Spectre (security vulnerability)
| A logo created for the vulnerability, featuring a ghost with a branch | |
| CVE identifier(s) | CVE-2017-5753 (Spectre-V1), CVE-2017-5715 (Spectre-V2) | 
|---|---|
| Date discovered | January 2018 | 
| Affected hardware | All pre-2019 microprocessors that use branch prediction | 
| Website | Official website | 
Spectre is one of the speculative execution CPU vulnerabilities which involve side-channel attacks. These affect modern microprocessors that perform branch prediction and other forms of speculative execution. On most processors, the speculative execution resulting from a branch misprediction may leave observable side effects that may reveal private data to attackers. For example, if the pattern of memory accesses performed by such speculative execution depends on private data, the resulting state of the data cache constitutes a side channel through which an attacker may be able to extract information about the private data using a timing attack.
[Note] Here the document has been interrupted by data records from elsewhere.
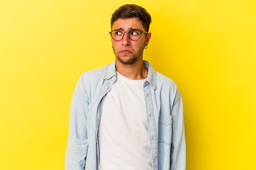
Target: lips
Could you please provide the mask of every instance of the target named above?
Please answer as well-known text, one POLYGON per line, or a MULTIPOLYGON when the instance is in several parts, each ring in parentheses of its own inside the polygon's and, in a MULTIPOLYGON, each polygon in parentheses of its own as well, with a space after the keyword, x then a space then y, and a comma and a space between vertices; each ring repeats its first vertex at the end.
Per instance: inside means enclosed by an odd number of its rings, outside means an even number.
POLYGON ((128 49, 124 49, 121 50, 120 51, 120 52, 121 53, 131 53, 132 51, 131 51, 130 50, 128 50, 128 49))

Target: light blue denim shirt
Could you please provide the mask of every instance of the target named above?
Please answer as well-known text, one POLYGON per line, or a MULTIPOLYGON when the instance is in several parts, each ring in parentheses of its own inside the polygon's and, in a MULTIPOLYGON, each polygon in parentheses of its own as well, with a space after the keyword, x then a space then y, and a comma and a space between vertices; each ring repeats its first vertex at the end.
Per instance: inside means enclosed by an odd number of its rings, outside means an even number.
MULTIPOLYGON (((186 142, 180 93, 172 80, 154 70, 148 62, 143 62, 148 68, 143 89, 153 170, 184 170, 186 142)), ((115 61, 80 77, 71 102, 65 170, 97 170, 97 134, 103 102, 116 80, 115 61)))

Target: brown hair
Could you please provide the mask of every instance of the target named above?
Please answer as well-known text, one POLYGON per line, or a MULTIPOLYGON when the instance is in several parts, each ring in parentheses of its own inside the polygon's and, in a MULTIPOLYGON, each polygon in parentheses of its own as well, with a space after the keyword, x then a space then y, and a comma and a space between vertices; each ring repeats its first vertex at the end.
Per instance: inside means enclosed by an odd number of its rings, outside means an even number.
POLYGON ((148 32, 149 25, 151 22, 150 15, 144 8, 132 4, 123 5, 113 13, 111 18, 111 29, 114 22, 118 19, 127 19, 133 17, 138 18, 145 31, 148 32))

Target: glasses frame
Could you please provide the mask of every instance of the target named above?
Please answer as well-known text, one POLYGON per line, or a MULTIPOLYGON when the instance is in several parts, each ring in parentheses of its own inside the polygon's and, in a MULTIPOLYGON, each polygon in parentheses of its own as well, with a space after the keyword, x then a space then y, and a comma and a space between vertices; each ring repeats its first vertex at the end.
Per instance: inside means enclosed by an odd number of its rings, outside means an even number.
POLYGON ((114 40, 116 41, 121 41, 121 40, 122 40, 123 39, 123 38, 124 38, 124 33, 127 33, 127 35, 128 35, 128 37, 129 37, 129 38, 130 38, 130 40, 132 40, 132 41, 137 41, 137 40, 138 40, 139 39, 140 39, 140 37, 141 36, 141 33, 146 33, 146 34, 148 34, 148 33, 147 32, 144 31, 141 31, 141 30, 139 30, 139 29, 130 29, 130 30, 129 30, 128 31, 123 31, 123 30, 122 30, 121 29, 113 29, 113 30, 111 31, 109 33, 110 34, 110 35, 111 35, 111 38, 112 38, 112 39, 113 40, 114 40), (123 32, 123 36, 122 37, 122 38, 121 39, 120 39, 119 40, 116 40, 114 39, 114 38, 113 38, 113 36, 112 36, 112 32, 113 31, 117 31, 117 30, 119 30, 119 31, 123 32), (138 38, 137 40, 132 40, 130 38, 130 36, 129 35, 129 34, 128 33, 129 32, 129 31, 130 31, 131 30, 137 30, 137 31, 139 31, 139 32, 140 32, 140 35, 139 35, 139 38, 138 38))

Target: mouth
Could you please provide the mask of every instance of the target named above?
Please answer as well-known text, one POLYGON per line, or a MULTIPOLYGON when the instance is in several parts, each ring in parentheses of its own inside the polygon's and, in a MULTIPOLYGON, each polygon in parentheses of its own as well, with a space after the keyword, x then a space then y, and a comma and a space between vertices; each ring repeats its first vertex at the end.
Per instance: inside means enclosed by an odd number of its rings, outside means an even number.
POLYGON ((124 53, 132 53, 132 51, 131 51, 130 50, 128 50, 128 49, 124 49, 122 50, 121 50, 121 51, 120 52, 124 53))

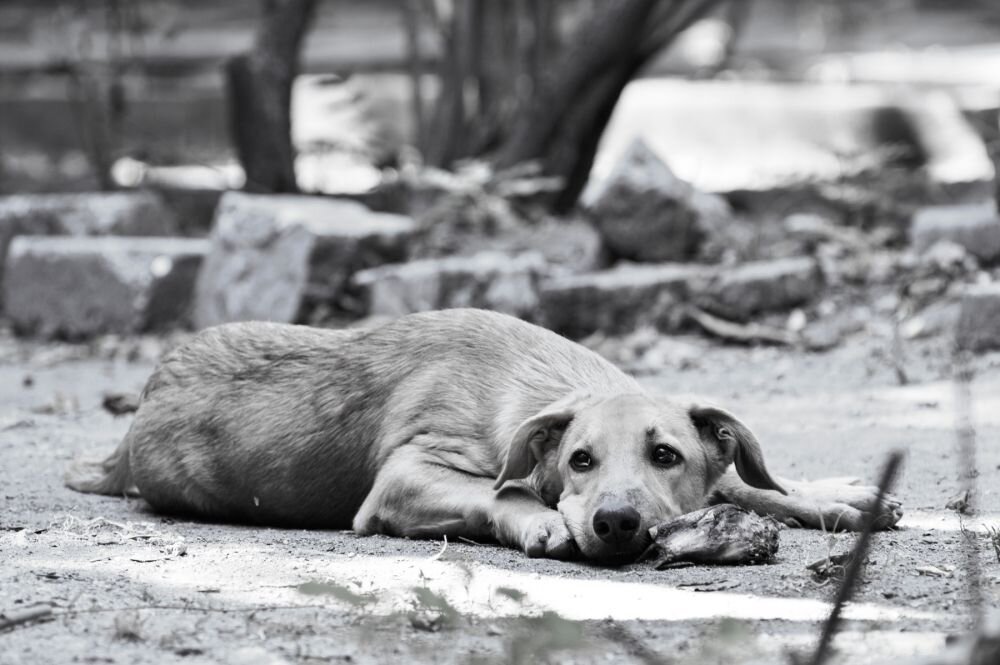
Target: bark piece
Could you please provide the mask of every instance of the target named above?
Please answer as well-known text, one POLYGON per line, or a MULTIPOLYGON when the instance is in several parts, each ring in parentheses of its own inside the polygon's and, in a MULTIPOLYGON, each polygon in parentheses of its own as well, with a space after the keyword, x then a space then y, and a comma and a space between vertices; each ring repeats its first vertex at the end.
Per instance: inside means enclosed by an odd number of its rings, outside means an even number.
POLYGON ((731 503, 681 515, 650 530, 642 560, 662 570, 682 561, 716 565, 766 563, 778 551, 778 525, 731 503))

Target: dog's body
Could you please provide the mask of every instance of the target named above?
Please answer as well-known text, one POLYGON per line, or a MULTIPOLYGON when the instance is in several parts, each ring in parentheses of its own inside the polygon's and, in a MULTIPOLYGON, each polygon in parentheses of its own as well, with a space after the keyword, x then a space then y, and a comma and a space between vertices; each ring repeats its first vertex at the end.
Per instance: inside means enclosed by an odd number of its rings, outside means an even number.
POLYGON ((495 538, 531 555, 632 554, 713 489, 803 524, 899 518, 871 488, 785 496, 728 413, 649 396, 587 349, 479 310, 208 329, 164 358, 94 471, 67 484, 216 520, 495 538))

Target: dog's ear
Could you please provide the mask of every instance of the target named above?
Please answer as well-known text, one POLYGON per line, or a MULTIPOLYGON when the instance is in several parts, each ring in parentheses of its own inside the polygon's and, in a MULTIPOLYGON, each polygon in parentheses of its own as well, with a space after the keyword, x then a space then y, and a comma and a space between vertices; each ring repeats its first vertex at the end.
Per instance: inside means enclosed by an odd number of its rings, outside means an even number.
POLYGON ((725 409, 695 404, 688 410, 698 436, 716 446, 723 459, 736 464, 736 472, 747 485, 788 494, 767 471, 760 443, 746 425, 725 409))
POLYGON ((545 451, 562 439, 582 401, 583 397, 570 395, 522 422, 507 447, 507 459, 493 489, 500 489, 508 480, 527 477, 545 458, 545 451))

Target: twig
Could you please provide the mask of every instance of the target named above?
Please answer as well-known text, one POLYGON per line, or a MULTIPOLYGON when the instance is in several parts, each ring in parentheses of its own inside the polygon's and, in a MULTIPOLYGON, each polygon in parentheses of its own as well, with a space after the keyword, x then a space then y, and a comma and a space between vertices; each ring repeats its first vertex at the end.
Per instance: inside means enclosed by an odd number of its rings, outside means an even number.
POLYGON ((236 614, 239 612, 276 612, 285 610, 322 610, 329 605, 261 605, 256 607, 198 607, 197 605, 134 605, 131 607, 90 607, 86 609, 66 609, 52 612, 53 617, 76 616, 79 614, 106 614, 109 612, 139 612, 143 610, 164 610, 169 612, 203 612, 208 614, 236 614))
MULTIPOLYGON (((972 420, 972 365, 969 353, 955 353, 955 434, 958 446, 960 490, 966 497, 965 510, 970 518, 976 514, 976 429, 972 420)), ((983 620, 982 574, 979 569, 979 535, 970 532, 962 538, 965 555, 965 586, 972 612, 972 629, 977 631, 983 620)))
POLYGON ((882 469, 882 477, 879 479, 878 495, 875 497, 874 509, 865 517, 861 535, 858 536, 858 542, 854 545, 854 550, 851 552, 851 562, 847 566, 847 572, 844 573, 844 581, 837 590, 837 597, 833 602, 830 617, 823 624, 823 632, 820 634, 819 644, 816 646, 816 652, 810 661, 812 665, 822 665, 830 656, 830 643, 833 641, 833 636, 836 635, 837 629, 840 627, 840 615, 843 612, 844 605, 854 595, 854 587, 857 586, 858 579, 861 577, 861 571, 865 565, 865 557, 868 556, 868 545, 871 542, 872 531, 875 530, 875 522, 878 519, 878 506, 882 505, 882 500, 892 488, 902 461, 903 453, 898 450, 893 451, 890 453, 889 460, 882 469))
POLYGON ((36 605, 15 612, 0 613, 0 631, 52 616, 51 605, 36 605))

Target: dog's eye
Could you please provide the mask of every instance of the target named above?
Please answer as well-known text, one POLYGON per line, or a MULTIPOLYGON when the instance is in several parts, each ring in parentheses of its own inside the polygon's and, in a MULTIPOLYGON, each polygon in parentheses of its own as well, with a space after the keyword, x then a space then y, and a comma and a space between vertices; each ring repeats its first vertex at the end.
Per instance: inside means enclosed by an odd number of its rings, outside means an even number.
POLYGON ((573 467, 574 471, 586 471, 591 466, 593 466, 594 460, 590 458, 590 455, 583 452, 582 450, 577 450, 569 458, 569 465, 573 467))
POLYGON ((659 466, 674 466, 681 461, 681 456, 670 446, 657 446, 653 448, 653 463, 659 466))

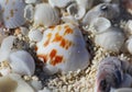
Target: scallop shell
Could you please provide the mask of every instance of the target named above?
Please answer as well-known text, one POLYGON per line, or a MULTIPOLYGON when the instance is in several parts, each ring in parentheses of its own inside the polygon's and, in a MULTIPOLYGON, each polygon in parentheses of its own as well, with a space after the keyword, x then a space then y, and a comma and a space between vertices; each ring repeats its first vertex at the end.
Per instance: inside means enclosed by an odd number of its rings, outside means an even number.
POLYGON ((94 19, 103 16, 107 19, 113 19, 119 16, 120 10, 118 4, 110 4, 110 3, 100 3, 94 9, 89 10, 85 18, 82 19, 82 24, 90 25, 94 19))
POLYGON ((51 73, 61 69, 64 72, 85 69, 90 55, 80 30, 70 24, 62 24, 44 32, 43 39, 36 44, 37 57, 45 64, 51 73))
POLYGON ((70 3, 74 0, 48 0, 48 3, 52 7, 57 7, 57 8, 65 8, 68 3, 70 3))
POLYGON ((70 5, 67 7, 67 12, 75 16, 75 19, 80 20, 86 13, 86 9, 84 7, 80 7, 76 3, 72 3, 70 5))
POLYGON ((124 44, 124 33, 118 27, 110 27, 105 33, 96 35, 95 43, 106 50, 118 53, 124 44))
POLYGON ((8 28, 14 28, 25 23, 23 0, 0 0, 2 7, 2 16, 4 26, 8 28))
POLYGON ((1 92, 35 92, 19 74, 0 77, 1 92))
POLYGON ((9 64, 12 69, 12 72, 22 76, 32 76, 35 71, 35 62, 33 57, 24 50, 11 53, 9 56, 9 64))
POLYGON ((59 12, 47 3, 41 3, 35 7, 34 25, 44 25, 46 27, 56 25, 59 22, 59 12))

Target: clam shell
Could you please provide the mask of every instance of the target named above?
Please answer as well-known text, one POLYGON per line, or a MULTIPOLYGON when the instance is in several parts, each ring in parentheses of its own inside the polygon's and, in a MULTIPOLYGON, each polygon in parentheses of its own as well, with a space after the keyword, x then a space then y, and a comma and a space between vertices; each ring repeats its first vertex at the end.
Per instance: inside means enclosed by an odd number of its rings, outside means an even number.
POLYGON ((74 0, 48 0, 48 3, 52 7, 57 7, 57 8, 65 8, 68 3, 70 3, 74 0))
POLYGON ((90 55, 86 49, 82 34, 70 23, 46 30, 36 47, 37 57, 53 73, 58 69, 64 72, 85 69, 89 65, 90 55))
POLYGON ((77 5, 76 3, 73 3, 67 7, 67 12, 75 16, 75 19, 80 20, 86 13, 86 9, 84 7, 77 5))
POLYGON ((106 50, 118 53, 124 44, 125 36, 117 27, 110 27, 105 33, 96 35, 95 43, 106 50))
POLYGON ((41 3, 35 7, 34 25, 44 25, 46 27, 56 25, 59 22, 59 12, 47 3, 41 3))
POLYGON ((82 19, 82 24, 90 25, 96 18, 103 16, 107 19, 113 19, 119 16, 119 14, 120 10, 118 4, 100 3, 86 13, 85 18, 82 19))
POLYGON ((8 28, 14 28, 25 23, 24 8, 25 3, 23 0, 1 0, 2 18, 4 26, 8 28))
POLYGON ((76 2, 80 5, 84 7, 86 10, 90 9, 94 4, 94 0, 76 0, 76 2))
POLYGON ((10 54, 9 64, 12 69, 12 72, 22 76, 23 74, 32 76, 35 71, 35 62, 33 57, 24 50, 18 50, 10 54))
POLYGON ((1 92, 35 92, 19 74, 0 77, 1 92), (7 89, 8 88, 8 89, 7 89))

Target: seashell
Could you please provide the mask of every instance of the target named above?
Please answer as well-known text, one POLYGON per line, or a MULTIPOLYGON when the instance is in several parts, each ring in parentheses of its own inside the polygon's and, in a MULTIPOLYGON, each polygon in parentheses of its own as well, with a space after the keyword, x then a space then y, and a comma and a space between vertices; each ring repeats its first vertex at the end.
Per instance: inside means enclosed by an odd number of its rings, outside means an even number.
POLYGON ((110 26, 111 26, 111 22, 106 18, 97 18, 89 25, 89 27, 94 27, 92 33, 95 33, 95 34, 103 33, 110 26))
POLYGON ((42 89, 42 82, 41 81, 31 80, 28 83, 35 90, 35 92, 37 92, 38 90, 42 89))
POLYGON ((37 57, 45 62, 51 73, 58 69, 63 72, 85 69, 89 65, 90 55, 82 34, 70 23, 46 30, 36 47, 37 57))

In addition to vulnerabilities associated with installed applications, JIT engines used for JavaScript were found to be vulnerable. A website can read data stored in the browser for another website, or the browser's memory itself.
Two Common Vulnerabilities and Exposures records related to Spectre, CVE-2017-5753 (bounds check bypass, Spectre-V1, Spectre 1.0) and CVE-2017-5715 (branch target injection, Spectre-V2), have been issued.
In early 2018, Intel reported that it would redesign its CPUs to help protect against the Spectre and related Meltdown vulnerabilities (especially, Spectre variant 2 and Meltdown, but not Spectre variant 1). On 8 October 2018, Intel was reported to have added hardware and firmware mitigations regarding Spectre and Meltdown vulnerabilities to its latest processors.